With the right GPU optimizations, exact nearest-neighbor search can prove at least as fast as an approximate search.
LinkedIn notes this in the context of modernizing its job search engine.
The old system, which relied in part on fixed taxonomy methods, was not conducive to adding a semantic dimension. It had also become complex, with components optimized for different objectives. At one point, the pipeline comprised nine steps, often duplicated across multiple channels. It became difficult to identify the source of relevance issues.
LinkedIn therefore undertook to simplify the pipeline while lines were aligned. At a high level, their approach consisted of generating a master model capable of accurately classifying a query and a job posting, then using various fine-tuning and distillation techniques to obtain smaller, near-peer “student” models.
The matching of queries and postings spans several aspects:
- Estimation of their semantic proximity
- Prediction of engagement (the probability that a candidate views a posting and applies)
- Prediction of value (the probability that the candidate is shortlisted and hired)

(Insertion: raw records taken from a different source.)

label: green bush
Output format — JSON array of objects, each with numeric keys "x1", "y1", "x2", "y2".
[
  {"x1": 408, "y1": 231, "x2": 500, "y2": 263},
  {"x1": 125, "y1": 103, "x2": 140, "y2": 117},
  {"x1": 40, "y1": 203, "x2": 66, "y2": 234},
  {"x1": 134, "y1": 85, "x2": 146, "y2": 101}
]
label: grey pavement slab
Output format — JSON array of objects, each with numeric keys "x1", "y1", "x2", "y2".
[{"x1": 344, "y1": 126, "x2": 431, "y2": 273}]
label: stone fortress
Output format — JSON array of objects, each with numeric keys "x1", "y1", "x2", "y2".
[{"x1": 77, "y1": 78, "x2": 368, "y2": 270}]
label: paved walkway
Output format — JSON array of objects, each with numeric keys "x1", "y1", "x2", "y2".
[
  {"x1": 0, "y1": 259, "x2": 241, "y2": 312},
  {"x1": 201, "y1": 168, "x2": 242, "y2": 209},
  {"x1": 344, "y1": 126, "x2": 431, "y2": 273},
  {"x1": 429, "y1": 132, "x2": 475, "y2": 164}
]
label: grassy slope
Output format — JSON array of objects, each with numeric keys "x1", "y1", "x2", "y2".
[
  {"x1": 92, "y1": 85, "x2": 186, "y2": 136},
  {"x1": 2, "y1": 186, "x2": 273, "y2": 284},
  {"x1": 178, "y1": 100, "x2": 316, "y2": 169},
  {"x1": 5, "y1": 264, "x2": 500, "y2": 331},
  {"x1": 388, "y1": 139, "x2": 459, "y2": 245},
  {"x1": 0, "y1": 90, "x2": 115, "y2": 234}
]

Hence the implementation of a multi-objective optimization to ensure alignment between retrieval of postings and their subsequent ranking.
To feed the system, LinkedIn paired its historical data with synthetic data. First created using “advanced LLMs”, with prompts focused on the objective of “textual similarity” and aligned with a scoring policy.
From that set emerged records intended to reflect the expected user behavior in a semantic search environment. Initially, their evaluation was entrusted to humans. It eventually involved an LLM.
Tool calls to build the retrieval strategy
The query-processing engine is designed so that it constructs the appropriate retrieval strategy. This is done by classifying the user’s intent, retrieving external data (profile and preferences), and performing entity recognition to tag taxonomy elements needed for filtering.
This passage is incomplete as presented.